I paused outside the door wondering what this miracle could be. That Fig was expecting twins? That she’d received an unexpected inheritance?
“I suppose we can afford the fares somehow,” came Binky’s hesitant reply.
“Nonsense. We’ll actually be saving money. We’ll be eating their food, won’t we, and we won’t have to heat this house. We can send the servants back to Scotland and close up the place.” I was about to enter the room when she added, “Oh, Lord, what are we going to do with Georgiana? I hope she won’t be difficult about being turned out.”
“We can’t turn her out,” Binky replied. “I do have an obligation to my sister. We’ll take her with us.”
“Take her with us?” Fig’s voice rose so that I would have heard it even if I hadn’t been standing with my ear pressed to the door.
“It will do her good. Great opportunity to meet some suitable chaps and find herself a husband.”
I stood there with my hand on the doorknob, frozen in an agony of suspense. Where were they going and would I want to be taken with them, even if Fig agreed?
“We’ve given her plenty of opportunity to find herself a husband already,” Fig said icily. “We paid for her season, didn’t we? And she’s just come back from hobnobbing with most of the eligible young aristocrats of Europe. She turned down poor Prince Siegfried. She’s a hopeless case, Binky. She’ll wind up an old maid or a kept woman, like her mother.”
“Oh, I say, that’s a bit thick, old bean.”
“Well, why isn’t she married yet? She’s twenty-two. The bloom is already starting to fade. It’s all the fault of that O’Mara person.”
“He’s not a person, Fig. He is a peer’s child, just like you and me.”
“An Irish peer. They have different rules of behavior over there. And the family’s bankrupt. He has no inheritance and no profession. He’ll never be able to support a wife, as I’ve told Georgiana before. I blame him entirely. He has seduced her, Binky, and now she won’t think of marrying anyone suitable.”
“Maybe she’ll meet someone on the Riviera,” Binky said. My eyes shot open at this remark. “Romantic setting and all that, what?”

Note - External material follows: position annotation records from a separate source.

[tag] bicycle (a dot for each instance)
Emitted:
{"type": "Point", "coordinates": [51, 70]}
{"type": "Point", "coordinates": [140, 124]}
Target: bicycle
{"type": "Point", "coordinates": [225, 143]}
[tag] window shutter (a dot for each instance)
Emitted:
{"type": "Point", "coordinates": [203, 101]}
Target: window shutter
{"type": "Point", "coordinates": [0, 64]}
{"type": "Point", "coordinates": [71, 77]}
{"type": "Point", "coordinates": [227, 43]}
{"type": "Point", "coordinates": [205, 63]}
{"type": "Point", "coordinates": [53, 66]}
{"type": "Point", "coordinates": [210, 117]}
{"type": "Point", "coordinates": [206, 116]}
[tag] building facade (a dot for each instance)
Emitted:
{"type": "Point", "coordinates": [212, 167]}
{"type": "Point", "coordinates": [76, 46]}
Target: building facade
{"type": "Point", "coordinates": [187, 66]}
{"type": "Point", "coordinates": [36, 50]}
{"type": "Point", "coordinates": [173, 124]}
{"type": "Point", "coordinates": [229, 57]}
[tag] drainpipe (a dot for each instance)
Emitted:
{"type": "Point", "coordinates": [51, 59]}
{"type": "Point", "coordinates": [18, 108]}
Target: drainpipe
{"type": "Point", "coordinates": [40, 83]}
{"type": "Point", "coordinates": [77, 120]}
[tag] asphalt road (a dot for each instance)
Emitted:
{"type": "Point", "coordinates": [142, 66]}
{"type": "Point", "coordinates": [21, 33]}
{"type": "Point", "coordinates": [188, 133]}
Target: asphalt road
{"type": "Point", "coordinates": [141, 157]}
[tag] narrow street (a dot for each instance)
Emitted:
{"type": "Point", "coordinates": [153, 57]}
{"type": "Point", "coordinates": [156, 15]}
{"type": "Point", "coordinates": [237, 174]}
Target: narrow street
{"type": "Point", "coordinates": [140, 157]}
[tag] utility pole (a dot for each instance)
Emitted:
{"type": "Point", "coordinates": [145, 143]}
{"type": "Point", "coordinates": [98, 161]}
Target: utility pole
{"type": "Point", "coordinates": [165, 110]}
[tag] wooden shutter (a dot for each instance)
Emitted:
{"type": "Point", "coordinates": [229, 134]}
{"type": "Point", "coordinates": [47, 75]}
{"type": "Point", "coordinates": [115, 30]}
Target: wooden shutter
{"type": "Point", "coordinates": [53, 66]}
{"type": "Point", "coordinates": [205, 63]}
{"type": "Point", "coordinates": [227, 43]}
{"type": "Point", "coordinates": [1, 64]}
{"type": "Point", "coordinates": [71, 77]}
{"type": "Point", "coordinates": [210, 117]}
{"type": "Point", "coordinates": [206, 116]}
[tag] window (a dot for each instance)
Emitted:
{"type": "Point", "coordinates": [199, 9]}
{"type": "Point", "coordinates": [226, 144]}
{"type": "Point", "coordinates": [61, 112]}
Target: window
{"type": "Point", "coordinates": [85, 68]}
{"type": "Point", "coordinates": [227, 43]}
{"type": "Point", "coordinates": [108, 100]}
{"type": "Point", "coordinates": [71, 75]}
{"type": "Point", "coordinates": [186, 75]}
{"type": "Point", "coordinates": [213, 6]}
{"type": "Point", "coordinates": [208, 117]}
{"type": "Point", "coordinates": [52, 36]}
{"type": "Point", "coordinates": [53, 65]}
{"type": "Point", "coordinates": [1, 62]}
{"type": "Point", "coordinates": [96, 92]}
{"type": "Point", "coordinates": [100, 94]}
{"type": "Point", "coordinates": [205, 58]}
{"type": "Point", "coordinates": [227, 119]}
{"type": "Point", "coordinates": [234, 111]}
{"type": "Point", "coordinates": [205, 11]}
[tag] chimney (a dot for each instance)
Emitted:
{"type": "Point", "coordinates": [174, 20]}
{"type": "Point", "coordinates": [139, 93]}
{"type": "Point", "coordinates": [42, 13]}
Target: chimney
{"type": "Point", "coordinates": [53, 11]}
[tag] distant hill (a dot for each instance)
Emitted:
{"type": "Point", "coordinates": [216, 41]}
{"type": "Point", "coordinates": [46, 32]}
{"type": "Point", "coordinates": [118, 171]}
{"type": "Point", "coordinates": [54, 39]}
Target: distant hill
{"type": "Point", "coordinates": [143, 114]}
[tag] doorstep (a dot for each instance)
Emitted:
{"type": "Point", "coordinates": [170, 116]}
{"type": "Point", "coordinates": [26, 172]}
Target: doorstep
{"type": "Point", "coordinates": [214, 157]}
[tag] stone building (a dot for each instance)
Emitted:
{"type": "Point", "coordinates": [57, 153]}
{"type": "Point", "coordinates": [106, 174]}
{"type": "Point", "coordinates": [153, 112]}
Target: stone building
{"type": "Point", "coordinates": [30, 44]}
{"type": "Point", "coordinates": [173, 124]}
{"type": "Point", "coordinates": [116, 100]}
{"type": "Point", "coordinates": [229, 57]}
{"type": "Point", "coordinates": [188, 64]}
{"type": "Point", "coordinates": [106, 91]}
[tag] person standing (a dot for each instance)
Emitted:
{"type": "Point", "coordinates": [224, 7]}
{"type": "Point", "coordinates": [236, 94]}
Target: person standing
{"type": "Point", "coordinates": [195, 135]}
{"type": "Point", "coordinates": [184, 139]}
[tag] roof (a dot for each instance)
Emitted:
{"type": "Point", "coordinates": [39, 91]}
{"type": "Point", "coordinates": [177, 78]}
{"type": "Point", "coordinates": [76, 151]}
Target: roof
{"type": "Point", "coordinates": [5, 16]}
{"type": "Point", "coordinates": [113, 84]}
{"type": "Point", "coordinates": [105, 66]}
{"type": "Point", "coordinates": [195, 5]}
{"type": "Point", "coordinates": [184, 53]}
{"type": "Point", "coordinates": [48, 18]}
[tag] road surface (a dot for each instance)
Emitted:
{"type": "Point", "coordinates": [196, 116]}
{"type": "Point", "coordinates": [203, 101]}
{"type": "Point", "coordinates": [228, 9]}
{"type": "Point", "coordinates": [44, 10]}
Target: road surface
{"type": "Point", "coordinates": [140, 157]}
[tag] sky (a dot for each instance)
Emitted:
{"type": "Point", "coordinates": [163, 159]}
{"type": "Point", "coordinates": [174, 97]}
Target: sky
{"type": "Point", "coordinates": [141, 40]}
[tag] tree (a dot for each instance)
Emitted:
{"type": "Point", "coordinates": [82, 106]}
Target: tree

“Binky, much as I would like to help your sister find a suitable husband, I must protest. Do you know how much a ticket on the Blue Train costs? And we’ll have to pay for my maid and you’ll need Frederick—we’ll send them third class on an ordinary train, of course, but it will still be a considerable expense.”
“Then what’s going to happen to Georgie? She can’t go on living here with no heat and no servants in the middle of winter.”
“Of course she can’t,” came Fig’s impatient voice. “The house should be closed up properly. She’ll just have to go back to Scotland if she wants to continue to live at our grace and favor. We have to keep Castle Rannoch running anyway. She can take little Podge back with her when we leave, and give him some lessons. He’s almost four. It’s about time he learned to read and write.”
“You want to send your son back to Scotland, Fig? You don’t think he should get the benefit of sun and sea with us?”
“Children flourish with a firm routine, Binky. And it would be two more tickets to France. We’d have to pay Nanny’s ticket as well.”
“Well, I think the little chap should come with us,” Binky said, more firmly than he usually spoke to Fig. “I never had much to do with my parents. My mother died when I was a baby, as you know, and Father was always gadding about. I was left up in Scotland with Nanny and then shipped off to school at the first opportunity. I know how lonely it felt.”
“Very well, if you insist.” Fig sighed. “I suppose we won’t have to pay a separate ticket for him if he shares our berth on the train, will we? But I really do draw the line at Georgiana. It’s money we simply don’t have, Binky. Simply don’t have. You must be firm but tell her nicely. We’d love to have her with us but it just isn’t feasible.”